The Administrator may delegate to other persons responsibilities for performing
certain of the duties of the Administrator under the terms of this Plan and may
seek such expert advice as the Administrator deems reasonably necessary with
respect to the Plan. The Administrator shall be entitled to rely upon the
information and advice furnished by such

                                       3
<PAGE>
 
delegates and experts, unless actually knowing such information and advice to be
inaccurate or unlawful. The Administrator shall establish and maintain a
reasonable claims procedure, including a procedure for appeal of denied claims.
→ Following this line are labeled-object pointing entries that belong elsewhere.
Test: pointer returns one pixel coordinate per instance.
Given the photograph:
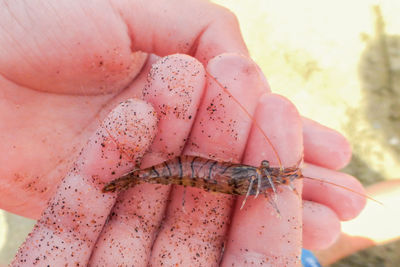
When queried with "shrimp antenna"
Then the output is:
(255, 123)
(345, 188)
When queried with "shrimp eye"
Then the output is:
(265, 163)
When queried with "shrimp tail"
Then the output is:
(121, 183)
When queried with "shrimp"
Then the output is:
(210, 175)
(216, 176)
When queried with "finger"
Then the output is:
(71, 223)
(96, 56)
(324, 147)
(321, 226)
(192, 235)
(259, 236)
(345, 199)
(174, 87)
(201, 29)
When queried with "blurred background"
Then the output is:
(339, 62)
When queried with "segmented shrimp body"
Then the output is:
(209, 175)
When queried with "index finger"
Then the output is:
(70, 225)
(258, 235)
(199, 28)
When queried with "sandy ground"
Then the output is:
(339, 62)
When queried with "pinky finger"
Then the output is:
(70, 225)
(321, 226)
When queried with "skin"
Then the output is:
(61, 81)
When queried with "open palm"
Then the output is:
(64, 67)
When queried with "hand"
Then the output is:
(67, 138)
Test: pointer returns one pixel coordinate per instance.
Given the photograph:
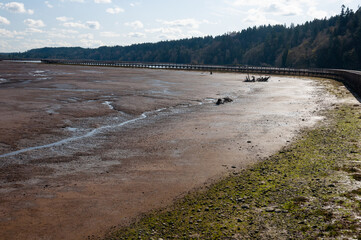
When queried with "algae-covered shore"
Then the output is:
(309, 190)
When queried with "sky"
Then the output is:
(29, 24)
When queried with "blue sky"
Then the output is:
(29, 24)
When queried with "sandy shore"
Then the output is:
(83, 149)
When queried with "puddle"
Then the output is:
(109, 104)
(87, 135)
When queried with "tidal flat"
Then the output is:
(84, 149)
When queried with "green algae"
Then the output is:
(308, 190)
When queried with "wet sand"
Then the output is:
(83, 149)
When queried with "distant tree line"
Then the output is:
(325, 43)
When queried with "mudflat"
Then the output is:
(83, 149)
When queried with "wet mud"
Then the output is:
(83, 149)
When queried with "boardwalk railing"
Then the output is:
(350, 78)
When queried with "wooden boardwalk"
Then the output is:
(351, 78)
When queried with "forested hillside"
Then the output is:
(331, 43)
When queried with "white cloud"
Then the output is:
(103, 1)
(189, 22)
(79, 1)
(17, 7)
(34, 23)
(134, 4)
(34, 30)
(4, 21)
(64, 19)
(109, 34)
(115, 10)
(93, 25)
(87, 25)
(135, 35)
(257, 17)
(55, 33)
(48, 4)
(135, 24)
(10, 34)
(74, 25)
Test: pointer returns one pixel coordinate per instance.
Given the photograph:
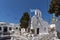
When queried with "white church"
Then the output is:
(8, 27)
(39, 25)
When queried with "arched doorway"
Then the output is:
(5, 29)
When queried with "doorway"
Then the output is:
(37, 30)
(5, 29)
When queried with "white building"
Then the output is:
(38, 24)
(8, 27)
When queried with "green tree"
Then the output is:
(55, 7)
(24, 22)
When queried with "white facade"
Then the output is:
(38, 22)
(7, 27)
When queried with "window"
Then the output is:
(16, 27)
(0, 28)
(10, 28)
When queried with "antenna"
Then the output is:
(32, 10)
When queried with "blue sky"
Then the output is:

     9.   Amendment or Termination. The Board may at any time terminate the Plan
or any part thereof, and may from time to time amend the Plan as it may deem
advisable; provided, however, that, on or after a Change in Control, in the case
of any employee of the Employer who is an eligible employee immediately prior to
the Change in Control, neither the termination of the Plan nor any part thereof
nor any amendment of the Plan shall in any respect adversely affect the rights
of such employee under the terms of the Plan as in effect immediately prior to
such Change in Control.

     10.  No Assignment. No severance benefits under the Plan shall be subject
to sale, transfer, alienation, assignment or garnishment, and any attempt to
cause such severance benefits to be so subjected shall not be recognized, except
to the extent required by law.

     11.  No Employment Rights. The Plan shall not confer employment rights upon
any person. No person shall be entitled, by virtue of the Plan, to remain in the
employ of the Employer.

     12.  Plan Funding. No eligible employee shall acquire by reason of this
Plan any right in or title to any assets, funds, or property of the Employer.
Any severance pay benefits which become payable under this Plan are unfunded
obligations of the Employer and shall be paid solely from the general assets of
the Employer and, furthermore, no shareholder, director, officer, or employee of
the Employer shall be individually or personally liable for any severance pay
benefits which become payable under the Plan.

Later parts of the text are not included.